For logical and conflict errors, raise `PolarError` subclasses with an explicit `status_code`
(404, 409, 410, 403, and so on) and declare them on the endpoint's `responses=` so the
generated client gets the error schema. Reserve 422 for request-payload validation: never
re-raise a business error as a validation error.

## Consequences

* Clients get correct HTTP status codes, and expected conflicts stay out of the crash reporter.
* The generated TypeScript client gets typed error shapes via `PolarError.schema()`.
* Don't add a content-less `422: {"description": ...}` override: it clobbers FastAPI's default
  `HTTPValidationError` and breaks the generated client.

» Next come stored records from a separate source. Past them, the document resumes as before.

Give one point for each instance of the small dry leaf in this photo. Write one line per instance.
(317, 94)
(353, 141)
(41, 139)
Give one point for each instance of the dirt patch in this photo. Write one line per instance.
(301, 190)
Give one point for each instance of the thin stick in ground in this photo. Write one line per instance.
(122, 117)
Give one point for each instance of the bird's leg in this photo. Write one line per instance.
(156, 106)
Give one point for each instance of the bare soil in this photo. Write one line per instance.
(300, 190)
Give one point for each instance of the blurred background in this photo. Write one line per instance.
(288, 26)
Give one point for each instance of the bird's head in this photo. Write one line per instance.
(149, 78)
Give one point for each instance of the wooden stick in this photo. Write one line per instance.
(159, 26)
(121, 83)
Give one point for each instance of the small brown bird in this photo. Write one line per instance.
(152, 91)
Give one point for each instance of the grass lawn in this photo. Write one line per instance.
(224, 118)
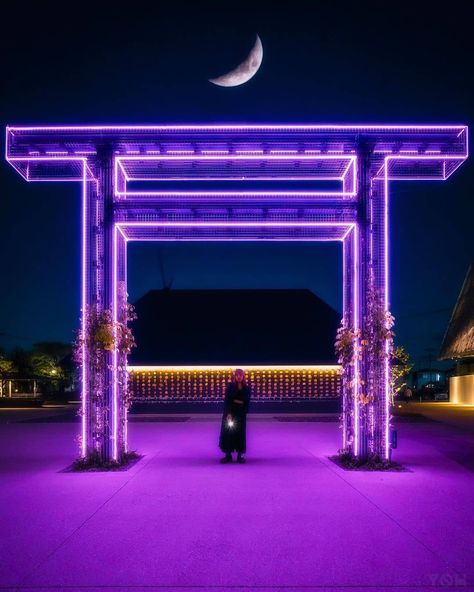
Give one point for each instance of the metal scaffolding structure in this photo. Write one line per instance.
(242, 183)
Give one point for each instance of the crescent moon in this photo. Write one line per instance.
(244, 71)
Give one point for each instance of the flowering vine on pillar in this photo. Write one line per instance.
(100, 336)
(365, 356)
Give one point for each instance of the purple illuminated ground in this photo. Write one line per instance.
(288, 519)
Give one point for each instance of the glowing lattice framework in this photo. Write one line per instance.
(236, 182)
(207, 383)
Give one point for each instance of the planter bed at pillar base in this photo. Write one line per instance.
(349, 462)
(82, 465)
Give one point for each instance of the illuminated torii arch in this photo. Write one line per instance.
(235, 182)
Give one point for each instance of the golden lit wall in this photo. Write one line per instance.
(208, 383)
(461, 389)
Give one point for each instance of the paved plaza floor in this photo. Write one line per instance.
(287, 520)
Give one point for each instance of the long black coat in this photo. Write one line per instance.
(234, 438)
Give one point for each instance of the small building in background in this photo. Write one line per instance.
(458, 344)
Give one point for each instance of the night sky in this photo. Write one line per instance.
(324, 62)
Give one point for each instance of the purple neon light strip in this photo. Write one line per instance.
(244, 127)
(84, 396)
(355, 273)
(114, 354)
(387, 288)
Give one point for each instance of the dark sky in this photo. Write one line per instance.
(324, 62)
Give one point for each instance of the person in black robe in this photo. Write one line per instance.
(234, 419)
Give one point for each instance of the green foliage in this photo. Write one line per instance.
(94, 463)
(400, 368)
(346, 460)
(6, 365)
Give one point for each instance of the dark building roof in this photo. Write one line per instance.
(233, 327)
(458, 341)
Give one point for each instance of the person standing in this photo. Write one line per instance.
(234, 419)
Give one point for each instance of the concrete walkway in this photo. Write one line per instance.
(287, 520)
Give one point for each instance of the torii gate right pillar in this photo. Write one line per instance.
(366, 313)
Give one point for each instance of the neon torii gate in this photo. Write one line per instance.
(235, 182)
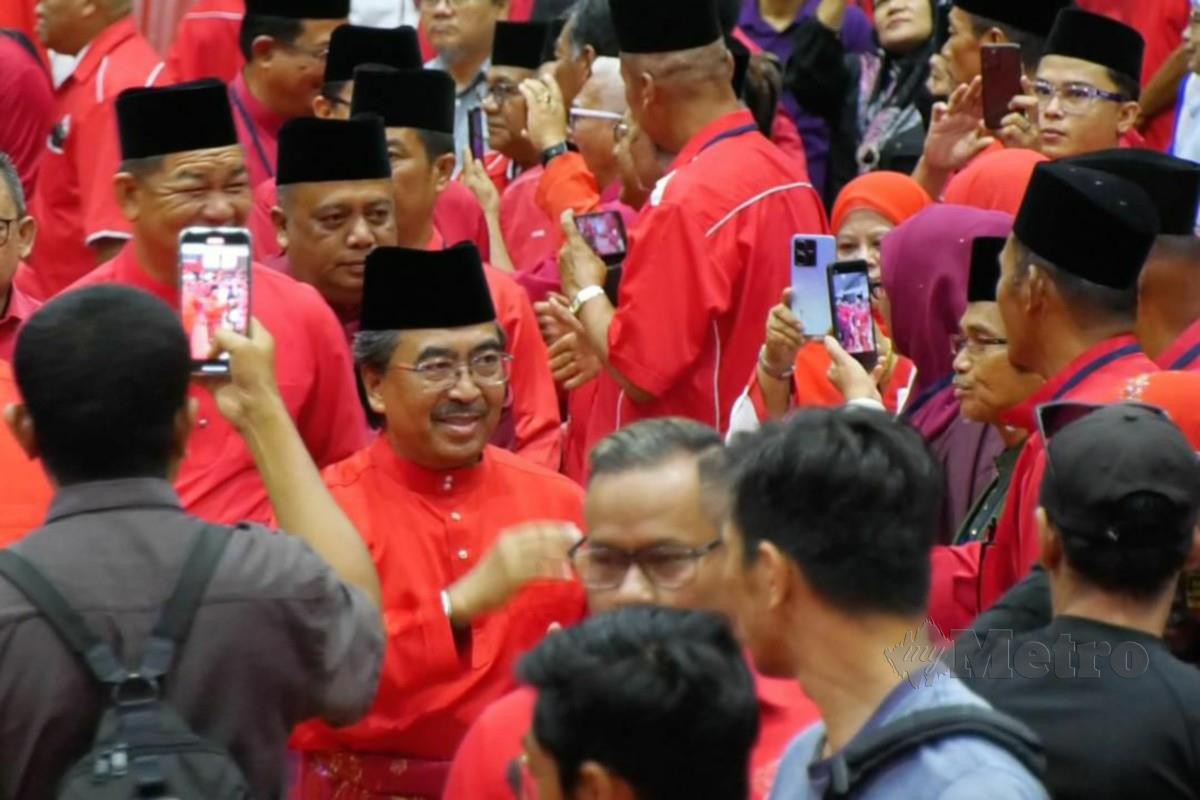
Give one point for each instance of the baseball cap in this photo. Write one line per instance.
(1099, 455)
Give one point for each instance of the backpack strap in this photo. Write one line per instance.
(877, 749)
(71, 627)
(177, 618)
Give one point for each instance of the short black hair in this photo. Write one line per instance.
(1032, 44)
(660, 697)
(285, 30)
(103, 372)
(852, 495)
(593, 26)
(1087, 299)
(1156, 540)
(651, 443)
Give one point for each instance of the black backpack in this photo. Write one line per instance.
(877, 749)
(143, 749)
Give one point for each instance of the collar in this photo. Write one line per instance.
(1183, 352)
(707, 134)
(109, 38)
(113, 495)
(445, 482)
(263, 118)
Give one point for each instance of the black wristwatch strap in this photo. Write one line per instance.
(559, 149)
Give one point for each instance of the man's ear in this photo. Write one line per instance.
(127, 190)
(21, 425)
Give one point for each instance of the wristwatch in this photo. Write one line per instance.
(585, 295)
(557, 150)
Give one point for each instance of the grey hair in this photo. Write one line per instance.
(12, 180)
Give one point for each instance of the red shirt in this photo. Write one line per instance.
(479, 769)
(207, 42)
(27, 94)
(1183, 355)
(425, 530)
(258, 131)
(219, 480)
(75, 202)
(21, 307)
(967, 581)
(715, 240)
(529, 234)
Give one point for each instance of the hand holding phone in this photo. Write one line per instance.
(214, 290)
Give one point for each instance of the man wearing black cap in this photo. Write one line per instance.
(335, 205)
(472, 582)
(1068, 294)
(713, 250)
(285, 43)
(1115, 710)
(418, 110)
(183, 167)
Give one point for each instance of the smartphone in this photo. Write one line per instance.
(1001, 80)
(850, 292)
(811, 257)
(214, 289)
(477, 128)
(605, 233)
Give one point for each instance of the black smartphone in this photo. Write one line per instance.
(1001, 80)
(605, 233)
(850, 295)
(214, 289)
(477, 127)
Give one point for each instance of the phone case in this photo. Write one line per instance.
(811, 257)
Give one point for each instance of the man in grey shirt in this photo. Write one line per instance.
(829, 536)
(289, 626)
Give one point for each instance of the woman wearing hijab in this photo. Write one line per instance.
(876, 103)
(793, 374)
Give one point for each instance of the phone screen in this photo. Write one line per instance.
(1001, 68)
(851, 292)
(811, 257)
(605, 233)
(214, 289)
(475, 132)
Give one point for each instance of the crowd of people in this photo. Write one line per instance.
(496, 461)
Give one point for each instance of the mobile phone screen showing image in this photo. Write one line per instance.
(214, 293)
(605, 233)
(852, 311)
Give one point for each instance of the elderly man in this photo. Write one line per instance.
(474, 581)
(81, 222)
(183, 167)
(418, 109)
(285, 43)
(717, 238)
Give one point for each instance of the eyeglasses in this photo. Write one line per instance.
(1073, 97)
(6, 229)
(975, 346)
(577, 114)
(439, 374)
(667, 566)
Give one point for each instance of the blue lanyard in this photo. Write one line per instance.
(253, 133)
(1095, 366)
(1186, 360)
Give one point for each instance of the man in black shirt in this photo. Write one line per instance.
(1119, 715)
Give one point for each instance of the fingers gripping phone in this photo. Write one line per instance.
(605, 234)
(1001, 80)
(214, 290)
(850, 292)
(811, 257)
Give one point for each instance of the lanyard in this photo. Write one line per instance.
(1186, 360)
(253, 133)
(1095, 366)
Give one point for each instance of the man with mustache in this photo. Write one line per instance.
(471, 578)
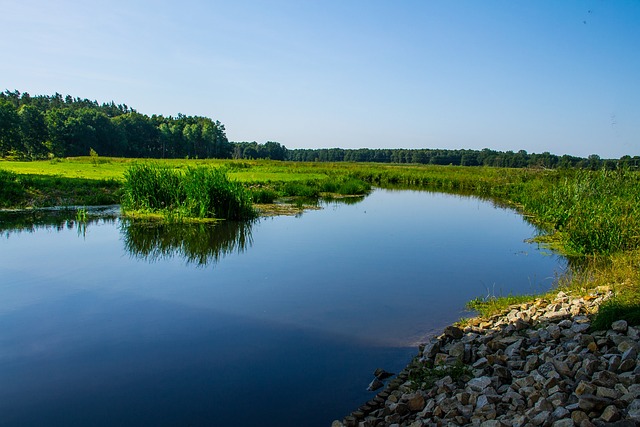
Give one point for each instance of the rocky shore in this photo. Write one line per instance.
(539, 364)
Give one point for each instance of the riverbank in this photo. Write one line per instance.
(537, 364)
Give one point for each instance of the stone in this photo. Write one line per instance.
(381, 374)
(579, 416)
(589, 402)
(633, 410)
(608, 393)
(620, 326)
(626, 344)
(610, 414)
(457, 350)
(416, 403)
(540, 418)
(479, 384)
(605, 379)
(585, 388)
(627, 365)
(453, 332)
(375, 384)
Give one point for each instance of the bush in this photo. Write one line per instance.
(198, 192)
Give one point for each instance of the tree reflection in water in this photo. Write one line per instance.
(199, 244)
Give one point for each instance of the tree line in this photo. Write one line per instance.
(44, 126)
(35, 127)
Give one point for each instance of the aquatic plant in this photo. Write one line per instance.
(199, 192)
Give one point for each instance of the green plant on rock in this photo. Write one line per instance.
(425, 376)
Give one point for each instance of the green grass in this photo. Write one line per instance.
(583, 214)
(196, 192)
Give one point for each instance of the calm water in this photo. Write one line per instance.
(280, 322)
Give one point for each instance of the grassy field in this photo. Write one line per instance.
(593, 217)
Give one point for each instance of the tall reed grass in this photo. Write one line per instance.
(196, 192)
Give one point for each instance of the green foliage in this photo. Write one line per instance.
(18, 190)
(11, 189)
(198, 192)
(489, 306)
(263, 195)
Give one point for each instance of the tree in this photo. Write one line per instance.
(9, 128)
(33, 131)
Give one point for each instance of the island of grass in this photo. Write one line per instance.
(590, 216)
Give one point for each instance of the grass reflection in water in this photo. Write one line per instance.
(200, 243)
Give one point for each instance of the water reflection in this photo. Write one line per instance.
(58, 219)
(198, 244)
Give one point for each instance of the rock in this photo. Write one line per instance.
(479, 384)
(578, 416)
(381, 374)
(610, 414)
(589, 402)
(453, 332)
(416, 403)
(633, 411)
(375, 385)
(457, 350)
(536, 365)
(620, 326)
(605, 379)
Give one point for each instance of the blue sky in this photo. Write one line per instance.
(557, 76)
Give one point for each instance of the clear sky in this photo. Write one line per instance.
(557, 76)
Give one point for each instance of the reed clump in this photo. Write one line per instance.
(195, 192)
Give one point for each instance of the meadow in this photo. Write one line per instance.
(592, 217)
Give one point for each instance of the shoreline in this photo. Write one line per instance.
(536, 364)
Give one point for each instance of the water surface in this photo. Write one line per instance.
(278, 322)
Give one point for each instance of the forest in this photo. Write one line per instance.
(47, 126)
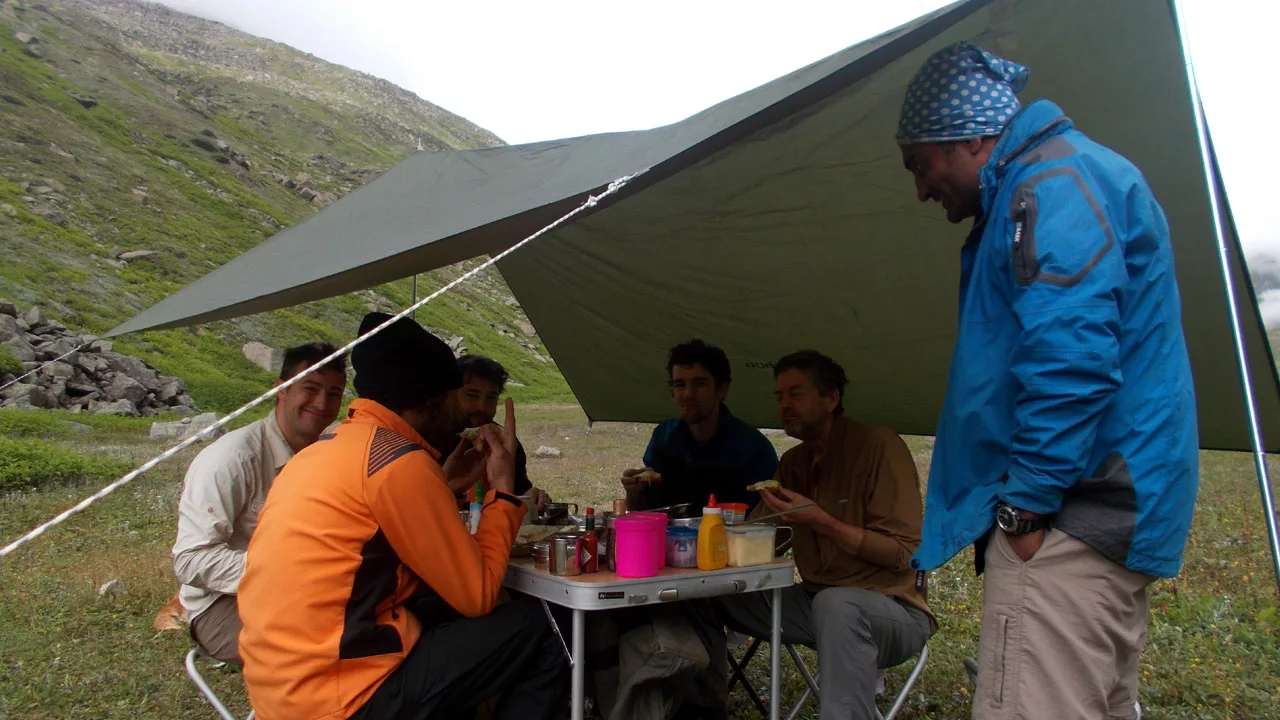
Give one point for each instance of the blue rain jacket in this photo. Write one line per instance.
(1070, 388)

## Alternatives considered

* **Let business errors fall through as bare 500s**: right response body, but pages on-call and
  pollutes Sentry.
* **Raise 422 for logical failures**: misleads clients into thinking they sent bad JSON.

## References

* `server/polar/exceptions.py` (base + subclasses), `server/polar/exception_handlers.py`
  (handlers, 422 separation).
* Real usage: `server/polar/checkout/service.py`, `server/polar/checkout/endpoints.py`.
* `server/AGENTS.md`, "Errors to status-coded `PolarError`".